Depois de o enrolar, dedicou-se a fumá-lo, lentamente, com longas baforadas de fumo.

O sinal mudava de verde para vermelho e de vermelho para verde, enquanto a fila crescia.

Atrás estavam dois autocarros apinhados de gente que viajava de pé.

A Françoise media as suas forças com as do homem, na imaginação, e verificava que não tinha qualquer hipótese.

De resto também não era impossível que ele fosse apenas mais um desses loucos com uma arma de fogo ou uma arma branca escondida no bolso e que estivesse precisamente à espera de acender o rastilho de uma briga.

Atrás, ninguém se mexia.

Por fim, o homem cansou-se de fumar o seu cigarro e decidiu arrancar.

«Isto acontece num país que está em paz e onde há leis, tribunais e polícia de segurança pública.» - pensou a Françoise.

O esforço de imaginar como seria num país em guerra e onde, regra geral, o que se segue à violência é a impunidade, era mais desesperante para a Françoise do que deter-se na ideia de um infinito para além do cosmos, ou de um infinito para além de um infinito.




A sós com Deus

Fragmento 15


Em frente à janela, quando tomava o pequeno-almoço na madrugada escura (eram 6:00 da manhã), a minha leitura foi interrompida pelo som infinitamente delicado e suave das incontáveis gotas de água caindo sobre a estrada, sobre as casas e sobre as árvores.

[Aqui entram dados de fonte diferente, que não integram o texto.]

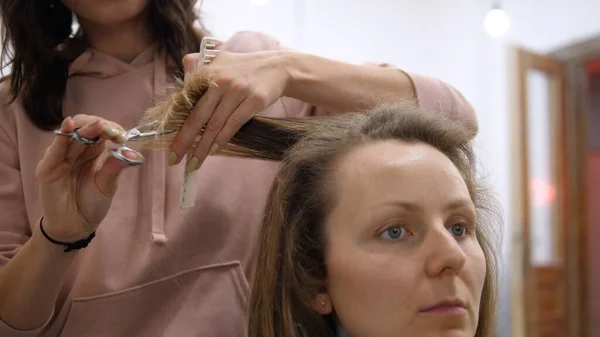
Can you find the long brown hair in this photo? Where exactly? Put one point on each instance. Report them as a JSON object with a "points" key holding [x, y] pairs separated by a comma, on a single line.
{"points": [[32, 30], [290, 267]]}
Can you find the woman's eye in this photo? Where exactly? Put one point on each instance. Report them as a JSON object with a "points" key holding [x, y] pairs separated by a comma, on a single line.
{"points": [[458, 229], [393, 233]]}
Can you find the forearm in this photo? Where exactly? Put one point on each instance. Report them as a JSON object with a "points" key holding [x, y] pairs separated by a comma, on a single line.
{"points": [[31, 281], [341, 87]]}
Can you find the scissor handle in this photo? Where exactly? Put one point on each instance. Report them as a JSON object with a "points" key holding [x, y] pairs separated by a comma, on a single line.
{"points": [[83, 140], [118, 154]]}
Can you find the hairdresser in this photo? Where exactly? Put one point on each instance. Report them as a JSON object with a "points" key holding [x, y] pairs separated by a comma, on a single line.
{"points": [[91, 247]]}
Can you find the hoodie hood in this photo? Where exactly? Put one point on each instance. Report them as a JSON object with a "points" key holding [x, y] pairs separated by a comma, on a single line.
{"points": [[95, 64]]}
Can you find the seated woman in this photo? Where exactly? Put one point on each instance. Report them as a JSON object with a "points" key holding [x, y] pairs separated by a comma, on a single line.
{"points": [[377, 224]]}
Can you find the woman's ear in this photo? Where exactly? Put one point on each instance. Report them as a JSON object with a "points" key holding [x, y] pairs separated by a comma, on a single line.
{"points": [[321, 303]]}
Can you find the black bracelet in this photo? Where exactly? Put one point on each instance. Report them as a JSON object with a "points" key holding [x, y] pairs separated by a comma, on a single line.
{"points": [[70, 245]]}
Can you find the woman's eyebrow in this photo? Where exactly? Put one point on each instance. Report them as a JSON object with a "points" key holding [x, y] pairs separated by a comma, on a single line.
{"points": [[415, 207]]}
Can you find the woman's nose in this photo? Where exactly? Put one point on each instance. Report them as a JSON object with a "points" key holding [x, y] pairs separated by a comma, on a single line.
{"points": [[445, 256]]}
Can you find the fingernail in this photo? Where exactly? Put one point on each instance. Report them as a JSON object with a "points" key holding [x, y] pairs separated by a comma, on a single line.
{"points": [[110, 131], [214, 149], [121, 137], [65, 121], [192, 165], [92, 123], [172, 158]]}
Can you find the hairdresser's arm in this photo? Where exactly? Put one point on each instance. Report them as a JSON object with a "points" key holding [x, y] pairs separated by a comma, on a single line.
{"points": [[32, 269], [338, 87]]}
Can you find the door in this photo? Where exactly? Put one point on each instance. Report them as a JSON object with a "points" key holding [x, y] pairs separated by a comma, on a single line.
{"points": [[541, 235]]}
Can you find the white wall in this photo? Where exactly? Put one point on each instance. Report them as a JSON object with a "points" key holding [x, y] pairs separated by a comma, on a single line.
{"points": [[436, 37]]}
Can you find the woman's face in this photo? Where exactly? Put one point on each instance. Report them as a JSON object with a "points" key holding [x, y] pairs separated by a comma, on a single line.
{"points": [[106, 12], [402, 257]]}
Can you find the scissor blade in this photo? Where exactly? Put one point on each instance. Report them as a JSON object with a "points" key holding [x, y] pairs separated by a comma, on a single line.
{"points": [[152, 133]]}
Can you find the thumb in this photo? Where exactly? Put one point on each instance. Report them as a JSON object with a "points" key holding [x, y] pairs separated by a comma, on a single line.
{"points": [[190, 62], [106, 178]]}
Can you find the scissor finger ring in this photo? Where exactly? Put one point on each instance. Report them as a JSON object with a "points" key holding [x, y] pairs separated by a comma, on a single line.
{"points": [[75, 136], [118, 154]]}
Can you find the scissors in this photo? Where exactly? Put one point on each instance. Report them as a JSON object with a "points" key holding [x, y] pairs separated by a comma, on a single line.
{"points": [[133, 134]]}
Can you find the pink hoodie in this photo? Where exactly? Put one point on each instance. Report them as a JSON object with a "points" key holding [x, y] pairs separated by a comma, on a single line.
{"points": [[153, 269]]}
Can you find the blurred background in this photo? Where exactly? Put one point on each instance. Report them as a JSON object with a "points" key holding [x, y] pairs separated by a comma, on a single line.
{"points": [[531, 69], [528, 68]]}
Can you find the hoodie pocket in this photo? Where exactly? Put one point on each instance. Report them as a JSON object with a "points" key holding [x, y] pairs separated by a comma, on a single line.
{"points": [[204, 301]]}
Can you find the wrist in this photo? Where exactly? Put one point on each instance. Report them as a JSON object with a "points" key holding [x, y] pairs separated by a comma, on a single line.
{"points": [[291, 63], [69, 244], [47, 248]]}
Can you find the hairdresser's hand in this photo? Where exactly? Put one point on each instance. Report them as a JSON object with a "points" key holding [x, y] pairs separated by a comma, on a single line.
{"points": [[246, 84], [77, 182]]}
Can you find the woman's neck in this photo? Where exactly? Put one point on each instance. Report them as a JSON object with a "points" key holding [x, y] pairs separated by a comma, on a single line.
{"points": [[124, 40]]}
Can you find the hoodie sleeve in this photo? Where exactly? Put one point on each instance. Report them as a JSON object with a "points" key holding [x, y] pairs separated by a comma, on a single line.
{"points": [[430, 93], [14, 224]]}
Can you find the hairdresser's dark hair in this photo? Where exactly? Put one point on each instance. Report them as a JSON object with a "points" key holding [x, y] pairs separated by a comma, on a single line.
{"points": [[32, 30], [290, 268]]}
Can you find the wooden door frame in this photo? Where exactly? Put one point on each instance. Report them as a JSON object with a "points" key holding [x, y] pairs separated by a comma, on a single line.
{"points": [[576, 58], [524, 278]]}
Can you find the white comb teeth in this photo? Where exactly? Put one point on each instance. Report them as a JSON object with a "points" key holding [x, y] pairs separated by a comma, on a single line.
{"points": [[208, 50]]}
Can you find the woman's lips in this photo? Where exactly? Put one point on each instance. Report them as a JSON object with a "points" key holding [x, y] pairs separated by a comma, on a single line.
{"points": [[449, 307]]}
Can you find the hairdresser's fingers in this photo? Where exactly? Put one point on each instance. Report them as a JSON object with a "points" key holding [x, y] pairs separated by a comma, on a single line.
{"points": [[106, 178], [198, 117], [99, 128], [206, 146], [62, 145], [53, 165], [190, 62], [90, 131], [244, 112]]}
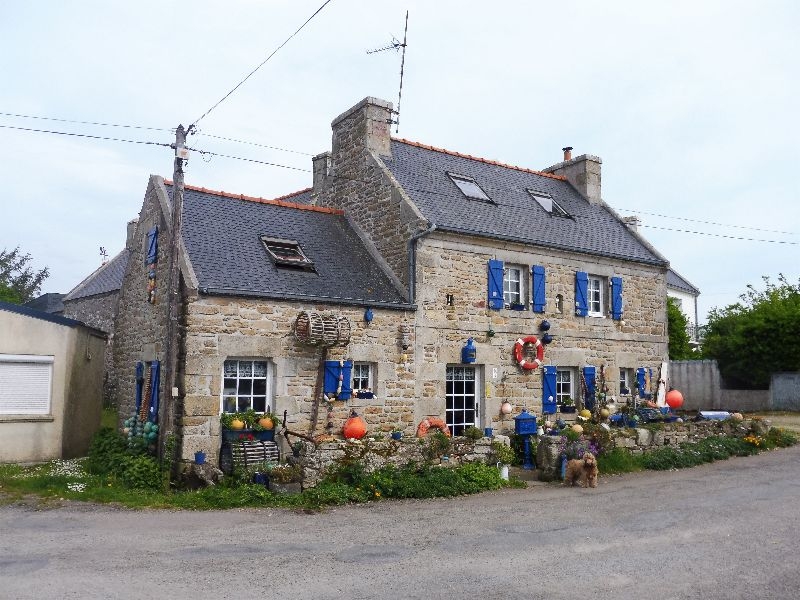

Chovia suavemente e de repente, levantando a cabeça e olhando pela ampla janela dei de caras com uma paz infinita, um silêncio apenas tocado pelo som do toque dos cordões de água noutras matérias. Reflectiam-se espelhos no alcatrão negro da estrada, aqui e ali, com fulgurantes emissões de luz dourada – a luz dos candeeiros eléctricos ainda acesos na madrugada.

Através da auréola de uma das suas lâmpadas, a mais próxima da minha janela, via as linhas de água prateadas e contínuas, interrompidas quase imperceptivelmente pela velocidade da intensidade das gotas que caíam, pontilhando com cintilâncias esparsas essas finas correntezas luminosas, a tracejado. Um minúsculo insecto parecia estontear-se nessa luz, voando em elipses.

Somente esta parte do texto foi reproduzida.